Potential topics include, but are not limited to:

  • Data mining techniques in mobile and sensor networks
  • Data stream processing in mobile and sensor networks
  • Data fusion techniques in mobile and sensor networks
  • Social data mining through distributed mobile sensing
  • Application of data mining techniques in mobile and sensor networks
  • Distributed data mining techniques for mobile and sensor networks
  • Mobile and sensor network data analytics
  • Challenges for data mining in distributed mobile and sensor networks

Statistics in Data Science

Intensive-data-driven research is empowering theoretical breakthroughs and high-tech innovations, enabling new methodologies in academic discovery, and offering new sustainable means to solve significant societal and economic challenges and understand the world. Data science is a very fast growing research domain which embedded the combination of computational (i.e. computer-intensive) and inferential (i.e. statistics-oriented) thinking, with the notion of Microdata to Big Data. Since the core theories in computer science and statistical science were developed separately, there is an oil and water problem to be surmounted in data science.

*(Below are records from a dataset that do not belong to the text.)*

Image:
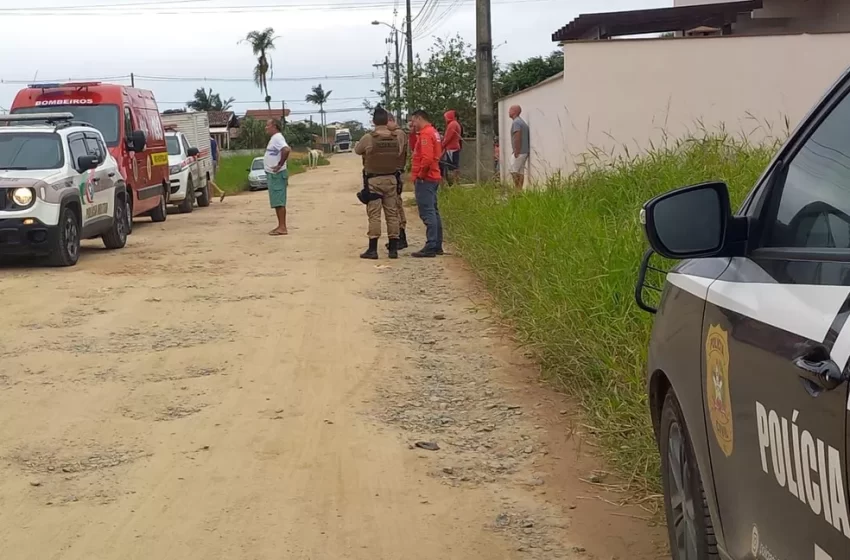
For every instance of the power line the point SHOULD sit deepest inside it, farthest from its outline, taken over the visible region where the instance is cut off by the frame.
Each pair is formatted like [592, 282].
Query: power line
[214, 79]
[109, 9]
[289, 101]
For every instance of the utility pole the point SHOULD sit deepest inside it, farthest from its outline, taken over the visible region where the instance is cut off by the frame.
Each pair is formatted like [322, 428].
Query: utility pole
[397, 82]
[484, 169]
[409, 63]
[386, 66]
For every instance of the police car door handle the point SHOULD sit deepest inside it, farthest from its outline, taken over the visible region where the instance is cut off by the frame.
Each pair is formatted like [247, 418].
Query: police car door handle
[825, 374]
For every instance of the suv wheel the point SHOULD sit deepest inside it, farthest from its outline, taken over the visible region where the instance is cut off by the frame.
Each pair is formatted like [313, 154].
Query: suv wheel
[129, 211]
[188, 203]
[204, 197]
[160, 213]
[116, 236]
[688, 519]
[66, 252]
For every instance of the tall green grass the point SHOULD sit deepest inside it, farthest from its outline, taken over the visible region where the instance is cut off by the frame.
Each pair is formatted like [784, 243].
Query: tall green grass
[561, 264]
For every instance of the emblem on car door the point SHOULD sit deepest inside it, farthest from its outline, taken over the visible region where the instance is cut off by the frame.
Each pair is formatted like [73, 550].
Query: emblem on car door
[717, 387]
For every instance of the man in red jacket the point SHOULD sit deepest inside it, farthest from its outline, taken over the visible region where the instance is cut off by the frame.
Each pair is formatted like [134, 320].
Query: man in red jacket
[451, 146]
[426, 179]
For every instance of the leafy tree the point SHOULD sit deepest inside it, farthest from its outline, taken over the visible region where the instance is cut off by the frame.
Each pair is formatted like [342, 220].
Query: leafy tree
[319, 97]
[356, 128]
[209, 101]
[261, 43]
[252, 134]
[446, 80]
[518, 76]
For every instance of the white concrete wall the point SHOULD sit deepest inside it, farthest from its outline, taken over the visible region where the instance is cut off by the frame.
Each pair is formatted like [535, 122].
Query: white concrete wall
[545, 111]
[633, 93]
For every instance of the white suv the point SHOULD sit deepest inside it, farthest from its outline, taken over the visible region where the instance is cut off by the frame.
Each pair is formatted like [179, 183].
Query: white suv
[58, 185]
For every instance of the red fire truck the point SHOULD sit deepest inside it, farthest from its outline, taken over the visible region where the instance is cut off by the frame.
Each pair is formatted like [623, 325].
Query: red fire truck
[129, 120]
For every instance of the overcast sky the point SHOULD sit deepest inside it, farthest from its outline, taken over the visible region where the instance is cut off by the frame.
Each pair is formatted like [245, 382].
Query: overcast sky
[60, 39]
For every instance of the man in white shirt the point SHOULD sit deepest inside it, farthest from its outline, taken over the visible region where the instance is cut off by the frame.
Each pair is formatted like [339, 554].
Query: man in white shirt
[278, 177]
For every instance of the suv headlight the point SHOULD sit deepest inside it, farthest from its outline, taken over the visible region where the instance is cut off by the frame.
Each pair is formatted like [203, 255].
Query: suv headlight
[22, 196]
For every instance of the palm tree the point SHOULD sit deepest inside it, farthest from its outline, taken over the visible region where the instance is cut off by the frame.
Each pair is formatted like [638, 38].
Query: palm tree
[209, 101]
[320, 97]
[261, 43]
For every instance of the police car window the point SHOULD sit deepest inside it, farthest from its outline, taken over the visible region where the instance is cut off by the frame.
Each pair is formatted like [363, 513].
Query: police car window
[128, 122]
[78, 148]
[93, 147]
[814, 208]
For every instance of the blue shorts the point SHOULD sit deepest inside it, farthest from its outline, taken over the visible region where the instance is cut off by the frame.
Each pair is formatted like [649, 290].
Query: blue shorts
[277, 187]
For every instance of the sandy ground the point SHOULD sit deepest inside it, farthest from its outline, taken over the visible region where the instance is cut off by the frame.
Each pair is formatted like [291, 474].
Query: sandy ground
[213, 392]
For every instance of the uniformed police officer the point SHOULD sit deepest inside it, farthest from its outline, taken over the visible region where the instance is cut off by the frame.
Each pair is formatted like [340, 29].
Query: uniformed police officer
[380, 150]
[402, 163]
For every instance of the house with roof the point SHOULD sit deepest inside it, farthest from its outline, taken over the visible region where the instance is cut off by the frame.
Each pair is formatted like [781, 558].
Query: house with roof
[640, 78]
[224, 127]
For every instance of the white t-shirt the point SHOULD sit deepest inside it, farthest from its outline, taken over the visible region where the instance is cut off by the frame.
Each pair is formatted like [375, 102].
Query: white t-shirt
[272, 157]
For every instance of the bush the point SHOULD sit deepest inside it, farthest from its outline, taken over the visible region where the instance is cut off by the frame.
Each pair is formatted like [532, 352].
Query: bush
[561, 264]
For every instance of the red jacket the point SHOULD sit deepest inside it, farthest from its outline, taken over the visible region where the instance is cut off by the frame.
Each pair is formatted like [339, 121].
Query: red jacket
[426, 156]
[451, 140]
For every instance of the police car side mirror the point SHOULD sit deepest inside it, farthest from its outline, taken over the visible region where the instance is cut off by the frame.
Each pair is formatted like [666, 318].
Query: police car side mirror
[690, 222]
[137, 141]
[87, 163]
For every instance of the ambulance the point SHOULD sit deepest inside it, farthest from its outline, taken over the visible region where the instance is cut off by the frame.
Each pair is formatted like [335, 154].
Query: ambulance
[130, 123]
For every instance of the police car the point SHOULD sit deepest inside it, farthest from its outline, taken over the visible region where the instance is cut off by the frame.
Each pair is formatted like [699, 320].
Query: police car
[748, 376]
[58, 185]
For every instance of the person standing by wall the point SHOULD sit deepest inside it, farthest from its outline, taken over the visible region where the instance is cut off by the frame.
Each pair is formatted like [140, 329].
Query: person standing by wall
[452, 146]
[277, 175]
[519, 146]
[380, 150]
[215, 155]
[426, 180]
[392, 125]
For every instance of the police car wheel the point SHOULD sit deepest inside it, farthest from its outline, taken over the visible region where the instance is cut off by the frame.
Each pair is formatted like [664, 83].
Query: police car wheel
[116, 236]
[160, 213]
[67, 249]
[688, 519]
[129, 213]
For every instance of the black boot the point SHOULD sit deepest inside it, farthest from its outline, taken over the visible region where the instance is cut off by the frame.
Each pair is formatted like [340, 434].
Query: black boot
[372, 251]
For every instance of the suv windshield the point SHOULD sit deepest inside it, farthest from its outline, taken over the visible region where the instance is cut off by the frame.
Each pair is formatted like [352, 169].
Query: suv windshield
[172, 143]
[102, 117]
[31, 150]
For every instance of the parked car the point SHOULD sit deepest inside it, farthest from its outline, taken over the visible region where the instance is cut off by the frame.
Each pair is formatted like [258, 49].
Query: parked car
[58, 184]
[748, 361]
[190, 165]
[128, 119]
[257, 175]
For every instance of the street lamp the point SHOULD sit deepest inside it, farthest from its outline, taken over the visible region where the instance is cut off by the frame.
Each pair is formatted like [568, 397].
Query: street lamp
[397, 71]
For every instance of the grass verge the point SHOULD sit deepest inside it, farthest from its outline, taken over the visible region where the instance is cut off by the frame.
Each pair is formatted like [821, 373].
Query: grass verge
[561, 264]
[232, 175]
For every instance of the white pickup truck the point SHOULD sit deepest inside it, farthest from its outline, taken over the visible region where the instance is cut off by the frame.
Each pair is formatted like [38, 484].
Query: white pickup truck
[190, 164]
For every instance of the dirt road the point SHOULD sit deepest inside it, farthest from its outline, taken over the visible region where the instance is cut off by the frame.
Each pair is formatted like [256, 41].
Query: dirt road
[213, 392]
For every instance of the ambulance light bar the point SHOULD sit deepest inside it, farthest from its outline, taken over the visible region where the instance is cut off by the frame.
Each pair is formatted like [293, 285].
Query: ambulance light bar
[42, 117]
[61, 85]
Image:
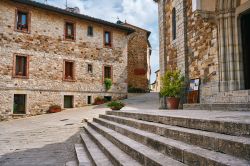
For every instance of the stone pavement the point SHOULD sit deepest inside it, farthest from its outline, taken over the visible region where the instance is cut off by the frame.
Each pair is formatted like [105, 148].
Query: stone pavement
[49, 139]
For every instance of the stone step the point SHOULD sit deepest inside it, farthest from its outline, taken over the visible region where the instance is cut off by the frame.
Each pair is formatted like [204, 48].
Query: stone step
[138, 151]
[82, 156]
[97, 157]
[217, 126]
[188, 154]
[71, 163]
[116, 155]
[219, 107]
[232, 145]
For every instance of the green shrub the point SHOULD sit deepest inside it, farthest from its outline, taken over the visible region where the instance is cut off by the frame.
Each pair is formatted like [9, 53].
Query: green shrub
[107, 83]
[136, 90]
[172, 84]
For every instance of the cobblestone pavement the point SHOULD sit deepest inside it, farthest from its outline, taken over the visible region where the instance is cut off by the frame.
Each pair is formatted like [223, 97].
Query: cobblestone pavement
[49, 139]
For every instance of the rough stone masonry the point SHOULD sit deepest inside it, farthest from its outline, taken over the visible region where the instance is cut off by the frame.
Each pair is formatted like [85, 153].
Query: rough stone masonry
[47, 50]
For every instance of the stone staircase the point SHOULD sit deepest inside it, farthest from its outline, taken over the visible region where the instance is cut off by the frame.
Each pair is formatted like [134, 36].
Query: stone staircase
[131, 138]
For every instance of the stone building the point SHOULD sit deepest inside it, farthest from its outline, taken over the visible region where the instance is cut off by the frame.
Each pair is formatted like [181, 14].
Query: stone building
[155, 86]
[208, 40]
[139, 52]
[50, 56]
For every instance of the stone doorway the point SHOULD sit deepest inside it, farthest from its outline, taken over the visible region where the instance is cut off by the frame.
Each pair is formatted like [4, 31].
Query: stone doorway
[245, 31]
[19, 104]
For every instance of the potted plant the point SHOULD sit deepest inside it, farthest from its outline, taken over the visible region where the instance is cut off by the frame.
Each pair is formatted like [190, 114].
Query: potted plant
[115, 105]
[107, 83]
[99, 100]
[172, 87]
[54, 109]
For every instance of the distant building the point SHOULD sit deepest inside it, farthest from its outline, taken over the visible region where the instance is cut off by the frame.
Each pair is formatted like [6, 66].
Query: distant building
[156, 86]
[208, 40]
[139, 52]
[51, 56]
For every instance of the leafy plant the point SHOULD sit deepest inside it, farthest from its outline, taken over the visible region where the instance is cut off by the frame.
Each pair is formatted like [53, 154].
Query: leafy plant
[107, 83]
[99, 100]
[172, 84]
[115, 105]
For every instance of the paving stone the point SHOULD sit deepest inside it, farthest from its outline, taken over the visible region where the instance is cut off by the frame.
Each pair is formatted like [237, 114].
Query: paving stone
[96, 155]
[233, 145]
[117, 156]
[140, 152]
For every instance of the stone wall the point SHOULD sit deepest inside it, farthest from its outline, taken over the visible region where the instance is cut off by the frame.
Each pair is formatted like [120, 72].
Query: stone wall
[47, 50]
[202, 52]
[138, 64]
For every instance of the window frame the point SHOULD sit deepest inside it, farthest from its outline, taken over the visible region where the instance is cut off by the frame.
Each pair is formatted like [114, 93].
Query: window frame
[65, 30]
[103, 72]
[73, 71]
[28, 20]
[14, 74]
[92, 34]
[104, 38]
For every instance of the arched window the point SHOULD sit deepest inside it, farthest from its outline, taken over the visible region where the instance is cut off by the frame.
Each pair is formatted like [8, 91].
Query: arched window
[174, 23]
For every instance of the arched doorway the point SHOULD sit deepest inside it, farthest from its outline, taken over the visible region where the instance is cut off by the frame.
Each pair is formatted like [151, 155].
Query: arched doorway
[245, 35]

For an example, the basic statistical theory does not have a place for runtime and other computational resources while core computer science theory does not have a place for statistical risk and inferential resources. As well, the most appealing challenge in Microdata is the simulation of detailed population characteristics, while in Big Data is the potential of personalised attributes. This session welcomes the full range of submissions, ranging from methodological contributions to case studies involving statistics based modellings or decisions making process (e.g., Bayesian thinking, spatial statistics, machine learning methods, modern statistics, or novel modelling techniques) in data science.

We ask that each submission include a statement about possible implications for resolving some computational and inferential challenges in data science with special focus to data mining, combining data, computation, and inferences – that is – as wide as from computing statistics or running machine learning algorithms to estimating reliability measures including standard errors and confidence intervals on their outputs in any fields.